Will the Financial Crisis of 2008 Repeat Itself? Here is a Detailed Analysis (2024)

08 June 2023

4 min read

Will the Financial Crisis of 2008 Repeat Itself? Here is a Detailed Analysis (1)

The financial downfall of 2007 – 2008, also known as the subprime mortgage crisis 2008, is considered the worst economic downfall since the Great Depression of the 1930s.

The great financial crisis began in 2007 in the subprime mortgage market in the United States and soon developed into a full-blown international banking downfall with the collapse of the investment bank Lehman Brothers on September 15, 2008.

Parameters That Led to the Financial Crisis of 2008

We saw the first sign of the financial collapse in 2006 when housing prices started to fall a bit.

During the period leading to this economic setback, the banks in the USA had started providing loans to people of questionable credit (therefore, the name sub-prime meant the borrowers were not prime or considered creditworthy).
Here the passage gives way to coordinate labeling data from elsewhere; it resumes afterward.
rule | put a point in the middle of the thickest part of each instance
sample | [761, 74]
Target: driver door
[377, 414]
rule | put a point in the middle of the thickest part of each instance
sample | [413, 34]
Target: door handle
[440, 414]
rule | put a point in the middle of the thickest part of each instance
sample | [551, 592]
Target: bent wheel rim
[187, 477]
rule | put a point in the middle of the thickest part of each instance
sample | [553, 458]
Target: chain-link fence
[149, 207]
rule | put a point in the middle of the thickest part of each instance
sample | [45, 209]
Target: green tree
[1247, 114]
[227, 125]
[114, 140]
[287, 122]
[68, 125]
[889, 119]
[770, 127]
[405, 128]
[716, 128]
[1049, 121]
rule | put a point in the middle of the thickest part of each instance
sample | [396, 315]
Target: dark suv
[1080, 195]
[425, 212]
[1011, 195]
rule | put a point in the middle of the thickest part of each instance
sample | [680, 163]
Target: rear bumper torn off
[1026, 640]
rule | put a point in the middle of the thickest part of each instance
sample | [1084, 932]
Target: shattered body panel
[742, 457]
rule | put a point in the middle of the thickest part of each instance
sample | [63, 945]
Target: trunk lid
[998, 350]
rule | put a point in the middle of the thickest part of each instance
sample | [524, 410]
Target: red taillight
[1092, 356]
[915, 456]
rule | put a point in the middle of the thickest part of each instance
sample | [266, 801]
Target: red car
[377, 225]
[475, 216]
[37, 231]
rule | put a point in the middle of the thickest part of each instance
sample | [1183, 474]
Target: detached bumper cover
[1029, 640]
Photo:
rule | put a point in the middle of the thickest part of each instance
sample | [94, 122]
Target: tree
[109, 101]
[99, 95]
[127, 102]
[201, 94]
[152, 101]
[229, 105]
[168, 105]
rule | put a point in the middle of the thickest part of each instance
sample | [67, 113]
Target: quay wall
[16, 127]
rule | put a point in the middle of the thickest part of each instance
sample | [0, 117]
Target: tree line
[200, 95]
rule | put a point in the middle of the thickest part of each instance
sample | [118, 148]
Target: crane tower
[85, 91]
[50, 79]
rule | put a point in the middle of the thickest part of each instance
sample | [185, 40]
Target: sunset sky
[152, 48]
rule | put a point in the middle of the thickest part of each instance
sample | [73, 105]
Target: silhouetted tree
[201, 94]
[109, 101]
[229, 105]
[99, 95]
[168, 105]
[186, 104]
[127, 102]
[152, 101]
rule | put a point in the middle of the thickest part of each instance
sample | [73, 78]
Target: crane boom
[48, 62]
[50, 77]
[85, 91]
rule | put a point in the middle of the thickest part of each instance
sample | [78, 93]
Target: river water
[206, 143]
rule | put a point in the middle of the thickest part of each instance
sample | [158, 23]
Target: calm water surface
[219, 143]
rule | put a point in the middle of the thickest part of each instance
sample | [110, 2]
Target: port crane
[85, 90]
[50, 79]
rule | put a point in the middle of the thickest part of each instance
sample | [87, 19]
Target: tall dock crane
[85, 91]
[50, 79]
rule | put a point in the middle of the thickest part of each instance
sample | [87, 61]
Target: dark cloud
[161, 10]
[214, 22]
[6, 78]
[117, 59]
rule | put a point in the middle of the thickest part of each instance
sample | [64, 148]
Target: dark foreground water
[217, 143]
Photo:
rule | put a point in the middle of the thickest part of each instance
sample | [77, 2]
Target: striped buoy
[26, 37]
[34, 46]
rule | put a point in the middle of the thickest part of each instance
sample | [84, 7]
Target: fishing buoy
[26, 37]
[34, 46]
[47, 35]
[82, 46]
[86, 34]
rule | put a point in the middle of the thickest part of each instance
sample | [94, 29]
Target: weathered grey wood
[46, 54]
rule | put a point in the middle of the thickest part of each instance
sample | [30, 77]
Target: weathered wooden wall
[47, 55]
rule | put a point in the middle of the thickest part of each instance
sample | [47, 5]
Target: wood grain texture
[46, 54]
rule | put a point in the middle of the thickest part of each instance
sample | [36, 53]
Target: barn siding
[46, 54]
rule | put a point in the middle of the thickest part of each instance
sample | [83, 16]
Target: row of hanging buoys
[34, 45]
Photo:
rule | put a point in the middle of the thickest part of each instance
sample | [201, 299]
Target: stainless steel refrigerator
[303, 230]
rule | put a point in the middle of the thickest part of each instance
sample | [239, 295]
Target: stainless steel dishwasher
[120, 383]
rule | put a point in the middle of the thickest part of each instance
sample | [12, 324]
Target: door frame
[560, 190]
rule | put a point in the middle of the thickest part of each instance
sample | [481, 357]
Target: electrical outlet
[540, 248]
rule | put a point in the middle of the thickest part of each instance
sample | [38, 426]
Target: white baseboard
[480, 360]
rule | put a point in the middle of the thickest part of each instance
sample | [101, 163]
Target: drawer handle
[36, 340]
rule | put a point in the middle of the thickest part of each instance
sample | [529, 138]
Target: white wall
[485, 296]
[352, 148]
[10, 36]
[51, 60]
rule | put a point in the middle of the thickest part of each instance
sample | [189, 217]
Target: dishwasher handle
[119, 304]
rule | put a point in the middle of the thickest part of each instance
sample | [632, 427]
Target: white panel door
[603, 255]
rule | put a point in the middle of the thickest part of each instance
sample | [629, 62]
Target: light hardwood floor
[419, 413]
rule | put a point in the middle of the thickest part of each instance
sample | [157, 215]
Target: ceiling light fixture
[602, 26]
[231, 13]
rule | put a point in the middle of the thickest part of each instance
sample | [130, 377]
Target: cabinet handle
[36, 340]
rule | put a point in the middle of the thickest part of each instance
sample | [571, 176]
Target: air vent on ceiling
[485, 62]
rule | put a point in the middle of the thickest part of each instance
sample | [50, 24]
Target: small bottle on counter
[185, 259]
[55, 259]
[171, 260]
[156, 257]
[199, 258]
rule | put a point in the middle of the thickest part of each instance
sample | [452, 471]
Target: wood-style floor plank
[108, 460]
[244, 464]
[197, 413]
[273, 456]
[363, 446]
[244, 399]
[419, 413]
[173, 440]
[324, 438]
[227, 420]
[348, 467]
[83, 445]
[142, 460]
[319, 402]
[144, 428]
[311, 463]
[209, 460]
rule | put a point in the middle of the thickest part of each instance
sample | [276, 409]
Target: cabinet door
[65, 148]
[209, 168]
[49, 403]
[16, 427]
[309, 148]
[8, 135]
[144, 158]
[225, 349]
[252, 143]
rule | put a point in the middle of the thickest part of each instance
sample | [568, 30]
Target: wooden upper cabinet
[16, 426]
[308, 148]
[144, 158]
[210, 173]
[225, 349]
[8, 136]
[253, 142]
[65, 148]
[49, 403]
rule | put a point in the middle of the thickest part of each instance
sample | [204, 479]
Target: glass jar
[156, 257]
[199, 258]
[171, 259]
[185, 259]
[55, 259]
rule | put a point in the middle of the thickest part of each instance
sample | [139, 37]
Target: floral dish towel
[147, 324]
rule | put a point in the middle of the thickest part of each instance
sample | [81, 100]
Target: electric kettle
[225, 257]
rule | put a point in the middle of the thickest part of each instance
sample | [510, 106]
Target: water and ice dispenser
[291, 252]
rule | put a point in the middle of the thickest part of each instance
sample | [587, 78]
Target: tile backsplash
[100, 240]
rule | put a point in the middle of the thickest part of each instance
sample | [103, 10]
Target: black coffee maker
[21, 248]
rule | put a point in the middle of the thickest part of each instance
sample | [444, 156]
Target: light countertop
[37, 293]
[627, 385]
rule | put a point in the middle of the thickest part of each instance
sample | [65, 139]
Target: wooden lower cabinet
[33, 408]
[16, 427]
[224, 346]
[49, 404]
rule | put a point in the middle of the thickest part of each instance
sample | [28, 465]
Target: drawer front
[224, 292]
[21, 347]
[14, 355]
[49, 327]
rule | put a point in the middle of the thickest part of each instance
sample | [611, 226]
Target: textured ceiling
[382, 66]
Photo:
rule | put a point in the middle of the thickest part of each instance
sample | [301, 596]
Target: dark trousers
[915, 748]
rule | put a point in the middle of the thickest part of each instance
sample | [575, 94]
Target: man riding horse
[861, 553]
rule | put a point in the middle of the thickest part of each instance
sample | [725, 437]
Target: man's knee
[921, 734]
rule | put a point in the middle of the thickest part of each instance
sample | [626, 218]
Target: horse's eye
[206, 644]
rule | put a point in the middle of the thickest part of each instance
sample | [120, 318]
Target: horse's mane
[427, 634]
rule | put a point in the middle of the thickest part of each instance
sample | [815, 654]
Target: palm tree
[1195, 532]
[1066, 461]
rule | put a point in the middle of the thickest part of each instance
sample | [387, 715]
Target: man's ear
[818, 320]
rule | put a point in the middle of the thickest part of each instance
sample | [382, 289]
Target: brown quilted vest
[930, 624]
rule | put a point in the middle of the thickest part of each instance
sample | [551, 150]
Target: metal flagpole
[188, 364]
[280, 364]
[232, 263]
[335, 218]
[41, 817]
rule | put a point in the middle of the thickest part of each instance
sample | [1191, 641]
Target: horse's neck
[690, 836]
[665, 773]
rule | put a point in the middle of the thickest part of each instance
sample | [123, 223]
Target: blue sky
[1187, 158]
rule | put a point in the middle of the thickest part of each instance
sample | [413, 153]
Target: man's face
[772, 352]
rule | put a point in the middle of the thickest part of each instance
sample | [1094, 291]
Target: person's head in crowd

These banks also provided people loans up to 100% value of the houses they bought.

The government also pushed this credit because the median GDP in the USA was not growing in the last two decades.

Also, home loan interest rates had nearly reached zero during this time. Therefore, owning a house was considered an American dream which was thought to fuel the economic activity in the country by policymakers.

Further, it was exaggerated by the Gramm-Rudman Act, which allowed banks to trade in profitable derivatives that were eventually sold to investors.

These securities, popularly known as Mortgage Backed Securities (MBS), were backed by home loans as collaterals.

The MBS became so popular that all institutional investors worldwide, such as hedge funds, mutual funds and even pension funds, started to purchase these securities.

Pension funds considered these to be safe as they had enjoyed an AAA credit rating, and at the same time, these were insured by credit default swaps (CDS).

American International Group (AIG) sold these swaps during this time.

However, when the housing prices started to correct, these bought derivatives also started losing value.

Banks became cautious at this juncture and knew they would have to bear the brunt.

Credits in the markets froze as these banks were reluctant to lend to each other during such times simply because they did not want to absorb mortgages that were worthless as collateral.

Finally, the London Interbank Offered Rate (LIBOR) rose substantially. This led to panic in the markets throughout.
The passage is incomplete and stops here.